Overall, it is not a very expensive and technically complex campaign compared to what we see in other contexts, but it definitely shows that there is a group dedicating time and money to making these attacks. And often simple attacks like phishing can be quite effective if they target people who are not aware of the risk.
– The report says that the hackers employed a technique called session hijacking, which allows an attacker to bypass two-factor authentication (by this method, the phishing site receives data from the user and sends it to the service that it is claiming to be, such as Google. After receiving access data in reply from the real site, the attackers then use this to hack into the account). Why can’t big companies like Google detect malicious servers that they relay data to?
– It is hard to know what Google is doing against this type of attacks. We know that they track attacks and take action in some cases, but they rarely communicate about it. For instance, they regularly inform users who have been targeted by state-sponsored attacks. It is hard to know if they can reliably detect and block these relay servers, but we definitely think that Google (and other tech companies) could do more to protect at-risk users.
– Could you explain how targeted individuals got malicious Windows and Android installers on their computers?
– We don't know how they were sent to the users. The Windows spyware was added to a modified Telegram Desktop installer and to a modified Adobe Flash Player installer, so they may have been presented somehow as legitimate installers in the attack, we have not identified how this occurred.
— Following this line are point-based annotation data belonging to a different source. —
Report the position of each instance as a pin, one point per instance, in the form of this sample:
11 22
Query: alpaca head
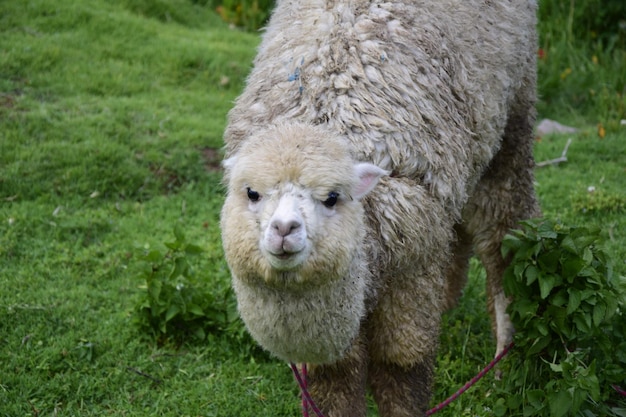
293 215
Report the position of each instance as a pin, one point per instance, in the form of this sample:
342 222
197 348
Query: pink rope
306 397
305 404
307 401
473 381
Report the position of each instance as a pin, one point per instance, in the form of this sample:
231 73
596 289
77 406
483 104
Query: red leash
307 401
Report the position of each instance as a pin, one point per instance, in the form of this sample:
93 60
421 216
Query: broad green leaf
599 313
531 273
574 300
546 283
568 244
549 261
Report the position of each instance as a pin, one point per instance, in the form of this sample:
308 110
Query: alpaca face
293 210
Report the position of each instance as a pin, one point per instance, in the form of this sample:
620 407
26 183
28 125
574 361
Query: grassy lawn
111 118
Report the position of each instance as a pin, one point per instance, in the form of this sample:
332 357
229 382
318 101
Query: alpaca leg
339 389
400 391
504 196
456 276
403 338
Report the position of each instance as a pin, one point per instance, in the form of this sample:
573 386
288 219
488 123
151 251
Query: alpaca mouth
283 260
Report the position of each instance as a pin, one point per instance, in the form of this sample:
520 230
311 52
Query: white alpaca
376 146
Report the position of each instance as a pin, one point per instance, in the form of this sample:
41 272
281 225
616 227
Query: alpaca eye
331 200
253 195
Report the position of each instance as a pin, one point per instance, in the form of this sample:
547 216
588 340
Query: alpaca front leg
339 389
402 391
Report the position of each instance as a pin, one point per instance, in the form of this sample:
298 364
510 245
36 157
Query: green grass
111 118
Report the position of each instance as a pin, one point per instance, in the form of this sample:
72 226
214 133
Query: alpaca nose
284 227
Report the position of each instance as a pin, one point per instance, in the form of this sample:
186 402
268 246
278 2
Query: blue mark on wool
295 75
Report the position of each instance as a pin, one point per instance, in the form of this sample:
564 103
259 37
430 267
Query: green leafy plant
568 309
176 304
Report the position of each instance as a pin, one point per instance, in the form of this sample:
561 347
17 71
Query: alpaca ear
368 175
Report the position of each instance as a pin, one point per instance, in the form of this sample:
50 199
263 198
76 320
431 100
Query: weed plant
111 117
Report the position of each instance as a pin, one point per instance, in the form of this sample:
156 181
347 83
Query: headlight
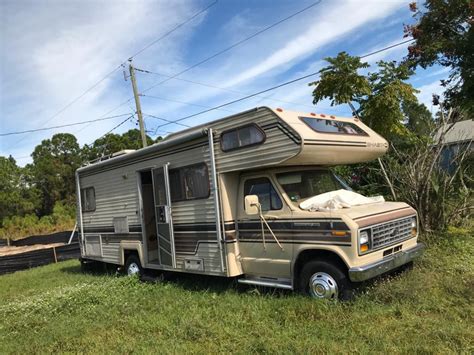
364 238
364 241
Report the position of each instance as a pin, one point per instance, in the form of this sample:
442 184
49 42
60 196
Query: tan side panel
277 147
209 252
111 252
116 191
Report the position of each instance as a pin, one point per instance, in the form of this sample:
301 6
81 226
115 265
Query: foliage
112 143
41 197
340 81
444 35
380 95
56 308
418 119
16 196
55 161
441 191
382 108
16 227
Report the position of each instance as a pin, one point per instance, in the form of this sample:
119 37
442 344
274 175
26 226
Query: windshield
300 185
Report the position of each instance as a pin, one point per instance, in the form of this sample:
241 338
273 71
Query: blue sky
54 50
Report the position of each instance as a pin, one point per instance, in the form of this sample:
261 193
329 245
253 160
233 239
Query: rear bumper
362 273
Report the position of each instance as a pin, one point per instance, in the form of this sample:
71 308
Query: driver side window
267 195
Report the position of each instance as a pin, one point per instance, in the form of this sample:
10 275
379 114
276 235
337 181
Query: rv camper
226 198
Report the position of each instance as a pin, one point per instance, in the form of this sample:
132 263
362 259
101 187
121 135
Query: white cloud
340 19
52 51
65 47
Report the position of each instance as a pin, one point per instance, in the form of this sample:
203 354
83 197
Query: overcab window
241 137
88 199
332 126
189 182
267 195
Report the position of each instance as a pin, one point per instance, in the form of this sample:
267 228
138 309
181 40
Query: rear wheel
133 266
324 280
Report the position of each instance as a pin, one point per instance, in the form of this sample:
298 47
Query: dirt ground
17 250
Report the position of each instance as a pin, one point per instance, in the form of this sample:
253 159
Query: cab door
261 255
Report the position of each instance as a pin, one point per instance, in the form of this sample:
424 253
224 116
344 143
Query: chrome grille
391 232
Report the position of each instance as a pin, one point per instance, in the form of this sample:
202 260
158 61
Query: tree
340 81
16 196
112 143
444 35
55 161
418 118
379 95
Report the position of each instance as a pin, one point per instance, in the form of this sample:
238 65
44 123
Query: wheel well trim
328 248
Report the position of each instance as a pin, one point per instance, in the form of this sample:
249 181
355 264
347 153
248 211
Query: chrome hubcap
322 285
133 269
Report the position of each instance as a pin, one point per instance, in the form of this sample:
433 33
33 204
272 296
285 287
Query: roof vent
122 152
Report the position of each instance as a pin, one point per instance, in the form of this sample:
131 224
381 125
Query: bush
16 227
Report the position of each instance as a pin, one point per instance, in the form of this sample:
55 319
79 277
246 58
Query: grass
56 308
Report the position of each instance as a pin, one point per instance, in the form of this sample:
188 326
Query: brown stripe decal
385 217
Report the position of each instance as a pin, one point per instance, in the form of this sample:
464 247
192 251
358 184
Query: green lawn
57 309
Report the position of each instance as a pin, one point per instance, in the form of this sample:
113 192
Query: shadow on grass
185 281
216 284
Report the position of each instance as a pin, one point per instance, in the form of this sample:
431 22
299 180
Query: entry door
164 220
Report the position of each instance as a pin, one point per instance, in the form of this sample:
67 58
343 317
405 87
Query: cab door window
267 195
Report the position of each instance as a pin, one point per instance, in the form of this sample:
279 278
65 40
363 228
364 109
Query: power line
119 66
234 45
177 101
164 119
61 126
212 86
117 126
222 51
275 87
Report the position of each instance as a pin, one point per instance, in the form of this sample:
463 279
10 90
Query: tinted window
241 137
267 195
88 199
189 182
300 185
332 126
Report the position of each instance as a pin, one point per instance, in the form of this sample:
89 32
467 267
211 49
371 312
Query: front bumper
362 273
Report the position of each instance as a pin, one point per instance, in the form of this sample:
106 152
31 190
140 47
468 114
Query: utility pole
137 103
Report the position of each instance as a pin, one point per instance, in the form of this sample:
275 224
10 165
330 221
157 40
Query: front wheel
133 266
324 280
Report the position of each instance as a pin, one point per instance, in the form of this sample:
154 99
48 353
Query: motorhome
225 198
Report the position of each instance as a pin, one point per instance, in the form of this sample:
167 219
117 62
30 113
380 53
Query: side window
189 183
267 195
241 137
88 199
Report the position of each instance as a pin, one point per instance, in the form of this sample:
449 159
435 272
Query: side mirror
251 204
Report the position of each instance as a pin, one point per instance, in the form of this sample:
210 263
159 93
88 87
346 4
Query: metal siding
209 252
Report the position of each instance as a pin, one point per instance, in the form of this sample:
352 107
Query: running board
266 283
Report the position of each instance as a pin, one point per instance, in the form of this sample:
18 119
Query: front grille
391 232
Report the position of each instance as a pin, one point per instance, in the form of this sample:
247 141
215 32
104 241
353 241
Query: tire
328 281
133 266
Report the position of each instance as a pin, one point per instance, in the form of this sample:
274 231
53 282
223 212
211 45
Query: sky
53 51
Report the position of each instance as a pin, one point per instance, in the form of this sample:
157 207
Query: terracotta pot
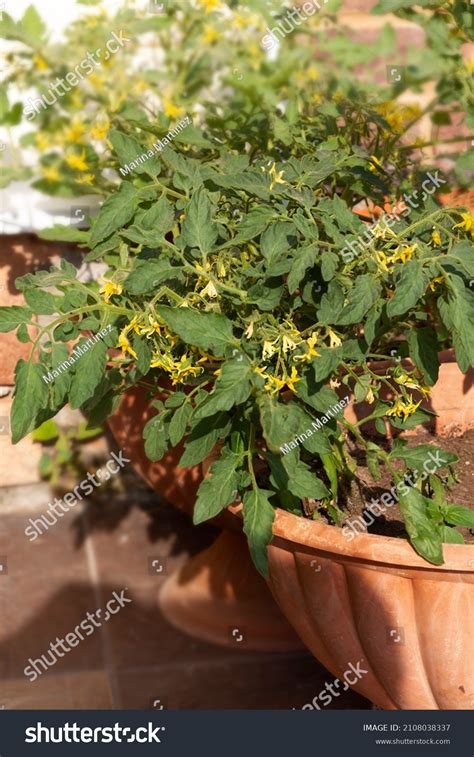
374 600
218 590
453 393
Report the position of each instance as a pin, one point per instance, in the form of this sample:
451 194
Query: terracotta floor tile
75 691
263 682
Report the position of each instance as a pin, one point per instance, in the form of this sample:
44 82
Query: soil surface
390 522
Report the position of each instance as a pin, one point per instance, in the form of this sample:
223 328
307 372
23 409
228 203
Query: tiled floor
136 659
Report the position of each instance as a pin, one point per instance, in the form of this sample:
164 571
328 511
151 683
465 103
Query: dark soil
390 523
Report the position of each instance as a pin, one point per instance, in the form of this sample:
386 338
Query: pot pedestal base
217 596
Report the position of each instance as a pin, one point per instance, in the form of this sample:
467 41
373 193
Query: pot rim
326 540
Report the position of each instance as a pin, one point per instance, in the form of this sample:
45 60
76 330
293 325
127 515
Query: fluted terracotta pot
216 596
373 599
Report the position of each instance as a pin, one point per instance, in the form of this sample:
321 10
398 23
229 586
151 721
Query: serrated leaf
88 372
423 532
12 316
30 398
231 388
423 346
304 259
219 488
116 211
179 422
208 331
198 228
411 286
203 438
360 299
259 515
155 437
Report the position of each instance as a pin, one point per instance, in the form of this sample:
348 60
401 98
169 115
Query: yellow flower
403 254
172 111
334 340
209 290
77 161
75 131
210 35
288 344
153 327
209 5
88 179
291 380
39 62
124 344
382 260
110 288
100 130
50 174
249 330
276 178
466 223
435 281
375 163
404 408
42 142
268 350
435 237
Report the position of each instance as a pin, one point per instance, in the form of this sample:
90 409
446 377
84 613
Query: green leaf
62 382
456 309
254 223
61 233
203 438
47 432
41 302
458 515
305 258
423 346
259 515
232 387
12 316
423 532
128 149
30 397
362 296
198 228
155 437
159 218
326 365
416 457
88 372
302 482
208 331
179 422
148 275
219 488
411 286
116 211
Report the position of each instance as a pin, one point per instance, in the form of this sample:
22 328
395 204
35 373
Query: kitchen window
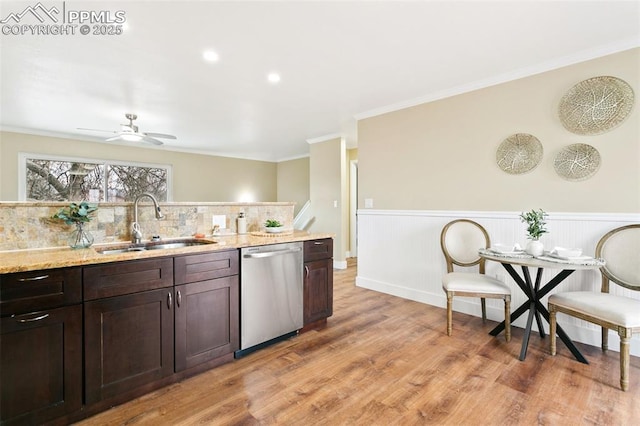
52 178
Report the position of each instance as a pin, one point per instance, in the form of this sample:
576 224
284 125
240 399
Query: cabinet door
128 342
40 365
318 290
207 321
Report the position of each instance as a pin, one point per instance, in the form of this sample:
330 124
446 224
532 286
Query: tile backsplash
27 225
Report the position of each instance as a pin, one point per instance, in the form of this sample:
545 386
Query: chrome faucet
136 232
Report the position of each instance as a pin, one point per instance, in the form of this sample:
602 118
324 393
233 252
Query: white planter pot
534 248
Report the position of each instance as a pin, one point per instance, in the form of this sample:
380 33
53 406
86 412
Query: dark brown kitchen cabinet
40 345
207 308
128 326
318 281
128 342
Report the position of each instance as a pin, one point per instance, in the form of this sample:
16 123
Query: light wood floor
383 360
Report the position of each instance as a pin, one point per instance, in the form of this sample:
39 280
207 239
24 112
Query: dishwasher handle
263 254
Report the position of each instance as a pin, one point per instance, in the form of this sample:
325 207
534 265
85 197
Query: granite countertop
58 257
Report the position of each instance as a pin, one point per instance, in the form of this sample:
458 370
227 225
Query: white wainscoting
399 254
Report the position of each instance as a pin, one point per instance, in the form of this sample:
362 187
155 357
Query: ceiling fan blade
149 139
160 135
96 130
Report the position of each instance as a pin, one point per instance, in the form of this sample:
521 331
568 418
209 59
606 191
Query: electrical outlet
220 220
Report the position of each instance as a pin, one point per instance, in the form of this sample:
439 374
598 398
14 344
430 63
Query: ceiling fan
129 132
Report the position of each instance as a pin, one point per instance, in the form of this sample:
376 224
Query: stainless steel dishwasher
271 294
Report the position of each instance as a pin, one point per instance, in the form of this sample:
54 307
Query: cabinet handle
38 278
41 317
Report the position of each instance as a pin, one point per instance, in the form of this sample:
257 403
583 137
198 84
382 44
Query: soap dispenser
242 223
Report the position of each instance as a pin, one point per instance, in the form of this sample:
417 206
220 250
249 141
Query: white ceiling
339 61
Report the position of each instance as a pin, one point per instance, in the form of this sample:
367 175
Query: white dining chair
620 248
460 241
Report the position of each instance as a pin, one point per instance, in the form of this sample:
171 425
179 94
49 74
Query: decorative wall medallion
596 105
519 153
577 162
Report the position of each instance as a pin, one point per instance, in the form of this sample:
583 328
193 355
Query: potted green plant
273 226
78 214
536 226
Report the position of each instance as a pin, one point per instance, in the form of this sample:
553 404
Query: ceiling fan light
131 137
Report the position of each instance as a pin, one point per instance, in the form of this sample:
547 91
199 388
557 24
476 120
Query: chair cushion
472 282
618 310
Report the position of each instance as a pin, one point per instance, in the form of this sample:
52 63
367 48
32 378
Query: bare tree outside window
124 183
67 180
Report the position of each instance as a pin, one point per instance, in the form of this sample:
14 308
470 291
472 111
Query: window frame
24 156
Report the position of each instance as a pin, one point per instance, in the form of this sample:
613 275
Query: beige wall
327 177
441 155
293 182
195 177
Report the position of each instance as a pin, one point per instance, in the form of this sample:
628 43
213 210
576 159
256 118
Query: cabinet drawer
206 266
35 290
115 279
318 249
41 365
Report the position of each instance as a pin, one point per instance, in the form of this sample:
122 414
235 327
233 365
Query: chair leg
449 313
552 328
625 337
507 318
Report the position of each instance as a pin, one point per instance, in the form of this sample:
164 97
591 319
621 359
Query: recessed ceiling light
273 78
210 56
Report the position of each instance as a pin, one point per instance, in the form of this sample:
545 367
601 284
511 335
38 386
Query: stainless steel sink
154 245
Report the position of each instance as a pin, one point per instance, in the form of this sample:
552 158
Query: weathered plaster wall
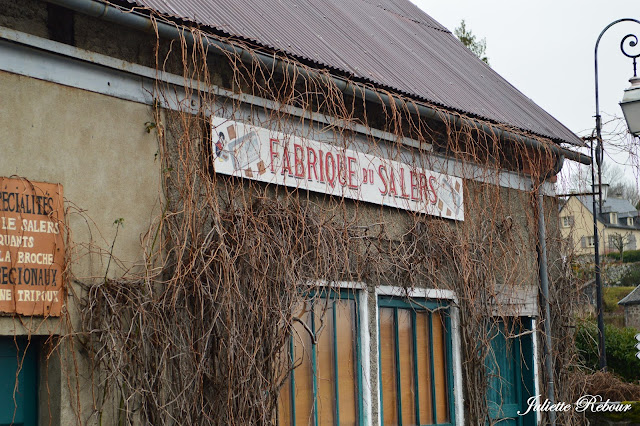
97 148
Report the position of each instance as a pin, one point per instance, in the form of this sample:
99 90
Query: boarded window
324 388
415 357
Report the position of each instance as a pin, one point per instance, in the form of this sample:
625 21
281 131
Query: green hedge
627 256
619 344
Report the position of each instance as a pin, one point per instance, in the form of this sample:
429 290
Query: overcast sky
546 48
– In the report, you recommend people to defend themselves from phishing attacks using hardware security keys (physical devices that are pre-registered on sites that the user plans to visit. They do not initiate the authentication if they determine that the site is a fishing site). Is there a possibility that security keys can be also be bypassed or hacked?
– These security keys are the best security solution we know against phishing, including these session hijacking attacks, and we encourage human rights defenders to use them as much as possible. They do not protect against other attacks (like spyware), but, since phishing is very common, they are a robust protection against it. There are a few ways to bypass these security keys, like a technique called OAuth phishing, so it is still very important to be aware of what phishing is and to avoid clicking on suspicious emails.